Some co-finite subsets of rational numbers Is there any $A\subseteq \mathbb{Q}$ such that $A-A$ is a non-trivial co-finite
subset?
Note that $A-A=\{a_1-a_2: a_1,a_2\in A\}$, also see 
A type of integer numbers set.
 A: Let $\Bbb{Q} \cap (1, +\infty) = \{ r_k \}_{k \ge 1}$, then
$$A= \left\{ 1+r_1+\sum_{k=1}^n r_k : n \ge 0\right\} \cup \{ x \in \Bbb{Q} : 0 \le x < 1\}$$
works. With this choice of $A$ you have
$$A-A = \Bbb{Q} \setminus \{ -1, 1 \}$$
WHY DOES $A$ WORK?
For simplicity, let's denote $$B=\left\{ 1+r_1+\sum_{k=1}^n r_k : n \ge 0\right\} = \{ 1+r_1 , 1+2r_1 , 1+2r_1+r_2, 1+2r_1+r_2+r_3 , \dots \}$$, and $C= \Bbb{Q} \cap [0,1)$. Then $A$ is nothing but $B \cup C$. Note that $B \subseteq (1, + \infty )$, so that $B,C$ are disjoint.
Let's show that $A-A \subseteq \Bbb{Q} \setminus \{ -1, 1\}$. It is enough to show that $1 \notin A-A$ (in fact, if $-1 \in A-A$, then $-1=a_1-a_2$, and so $1 = a_2-a_1 \in A-A$). Let $a_1-a_2$ be an element of $A-A$ , with $a_1, a_2 \in A$ and $a_2<a_1$: we need to show that $a_1-a_2 \neq 1$. Divide three cases:


*

*if both $a_1, a_2 \in C$, then $a_1-a_2 < 1$.

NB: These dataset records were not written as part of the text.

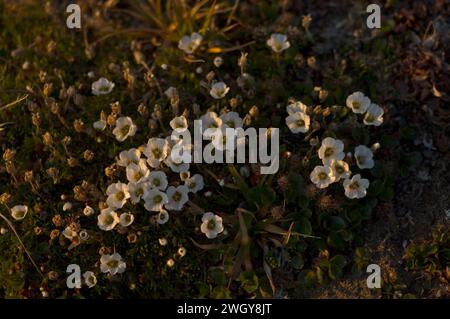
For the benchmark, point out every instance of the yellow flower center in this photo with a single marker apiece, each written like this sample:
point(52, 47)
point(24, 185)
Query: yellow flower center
point(300, 123)
point(113, 263)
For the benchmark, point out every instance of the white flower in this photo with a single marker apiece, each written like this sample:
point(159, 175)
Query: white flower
point(126, 219)
point(219, 90)
point(322, 176)
point(374, 115)
point(124, 128)
point(340, 170)
point(99, 125)
point(211, 225)
point(154, 199)
point(89, 279)
point(69, 233)
point(331, 149)
point(296, 107)
point(102, 86)
point(195, 183)
point(231, 119)
point(88, 211)
point(67, 206)
point(190, 43)
point(210, 120)
point(182, 251)
point(107, 219)
point(19, 212)
point(184, 176)
point(298, 122)
point(364, 157)
point(117, 195)
point(171, 92)
point(112, 264)
point(158, 180)
point(137, 191)
point(127, 157)
point(278, 42)
point(162, 218)
point(156, 151)
point(356, 187)
point(84, 235)
point(179, 122)
point(178, 196)
point(176, 167)
point(358, 102)
point(137, 173)
point(222, 141)
point(170, 263)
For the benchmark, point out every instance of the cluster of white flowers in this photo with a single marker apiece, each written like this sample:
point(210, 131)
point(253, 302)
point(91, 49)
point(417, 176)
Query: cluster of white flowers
point(361, 104)
point(102, 87)
point(278, 42)
point(124, 127)
point(298, 119)
point(334, 168)
point(19, 212)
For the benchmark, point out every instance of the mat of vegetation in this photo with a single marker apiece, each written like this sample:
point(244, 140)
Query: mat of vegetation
point(86, 177)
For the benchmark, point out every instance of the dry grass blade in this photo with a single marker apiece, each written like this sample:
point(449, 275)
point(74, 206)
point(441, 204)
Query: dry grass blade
point(13, 229)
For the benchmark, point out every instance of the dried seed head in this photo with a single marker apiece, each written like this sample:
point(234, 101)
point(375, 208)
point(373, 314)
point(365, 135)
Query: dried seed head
point(132, 238)
point(54, 106)
point(78, 125)
point(51, 46)
point(116, 108)
point(277, 212)
point(52, 275)
point(9, 154)
point(88, 155)
point(110, 170)
point(111, 119)
point(53, 172)
point(152, 124)
point(38, 231)
point(78, 99)
point(283, 182)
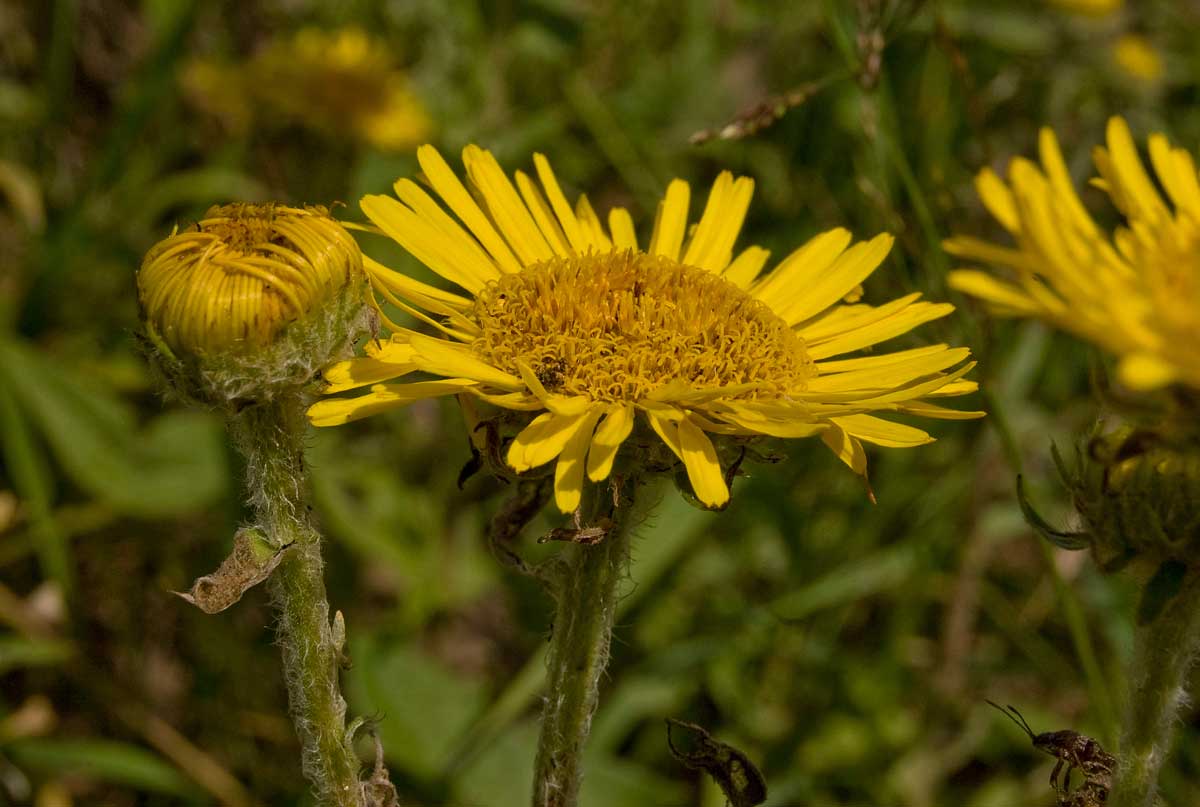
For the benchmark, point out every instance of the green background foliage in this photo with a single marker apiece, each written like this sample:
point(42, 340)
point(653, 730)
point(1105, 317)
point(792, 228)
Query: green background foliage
point(846, 646)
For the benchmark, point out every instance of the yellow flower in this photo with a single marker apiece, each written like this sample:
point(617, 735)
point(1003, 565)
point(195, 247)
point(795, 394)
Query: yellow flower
point(341, 83)
point(573, 320)
point(337, 82)
point(244, 273)
point(1135, 293)
point(1134, 54)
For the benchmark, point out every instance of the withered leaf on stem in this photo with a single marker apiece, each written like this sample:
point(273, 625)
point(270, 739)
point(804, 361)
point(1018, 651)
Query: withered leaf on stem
point(251, 561)
point(732, 770)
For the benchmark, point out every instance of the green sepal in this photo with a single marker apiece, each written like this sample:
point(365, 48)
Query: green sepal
point(1063, 539)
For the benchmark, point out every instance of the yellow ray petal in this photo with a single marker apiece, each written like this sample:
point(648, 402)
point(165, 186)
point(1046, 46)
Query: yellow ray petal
point(1131, 175)
point(543, 440)
point(430, 298)
point(802, 268)
point(445, 358)
point(900, 322)
point(671, 221)
point(666, 425)
point(444, 226)
point(576, 234)
point(507, 209)
point(846, 448)
point(552, 401)
point(747, 265)
point(889, 376)
point(391, 362)
point(1177, 173)
point(621, 223)
point(712, 245)
point(459, 199)
point(703, 467)
point(541, 214)
point(783, 422)
point(591, 221)
point(851, 268)
point(448, 257)
point(925, 410)
point(882, 432)
point(336, 411)
point(1146, 371)
point(569, 470)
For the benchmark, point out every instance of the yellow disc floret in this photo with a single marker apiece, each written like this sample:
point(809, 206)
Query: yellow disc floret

*if both $a_1, a_2 \in B$, then $$a_1-a_2 = (1+r_1+r_1+ \dots + r_m + \dots +r_n)- (1+ r_1 +r_1 + \dots + r_m) =\\= r_{m+1} + \dots + r_n > 1$$

*if $a_1 \in B$ and $a_2 \in C$, then
$$a_1-a_2 = (1+ r_1+r_1 + \dots + r_n)-a_2 > (1+r_1+r_1 \dots + r_n) - 1 =\\= r_1 +r_1+ \dots + r_n > 1$$
In any case, $a_1-a_2 \neq 1$, so we proved the first inclusion.
For the other inclusion $\Bbb{Q} \setminus \{ -1, 1\} \subseteq A-A$, we divide four cases:


*

*for all $x \in \Bbb{Q} \cap (- \infty , -1)$ we have that $-x = r_k$ for some $k$. Then *
$$x = -r_k = (1+r_1 +r_1 + \dots + r_{k-1})-(1+r_1 +r_1 + \dots + r_{k}) \in A-A$$

*for all $x \in \Bbb{Q} \cap (-1,0)$ we have $-x \in C$, hence
$$x= 0-(-x) \in A-A$$

*for all $x \in \Bbb{Q} \cap [0,1)$ we have $x \in C$, hence
$$x= x-0 \in A-A$$

*for all $x \in \Bbb{Q} \cap (1, + \infty )$ we have that $x = r_k$ for some $k$. Then *
$$x = r_k = (1+r_1 +r_1 + \dots + r_k)-(1+r_1 +r_1 + \dots + r_{k-1}) \in A-A$$
*Note that here we have $r_1+ \dots + r_{k-1}$, which has to be intended as the empty sum ($=0$) for $k=1$.
In any case $x \in A-A$, and so we proved the other inclusion.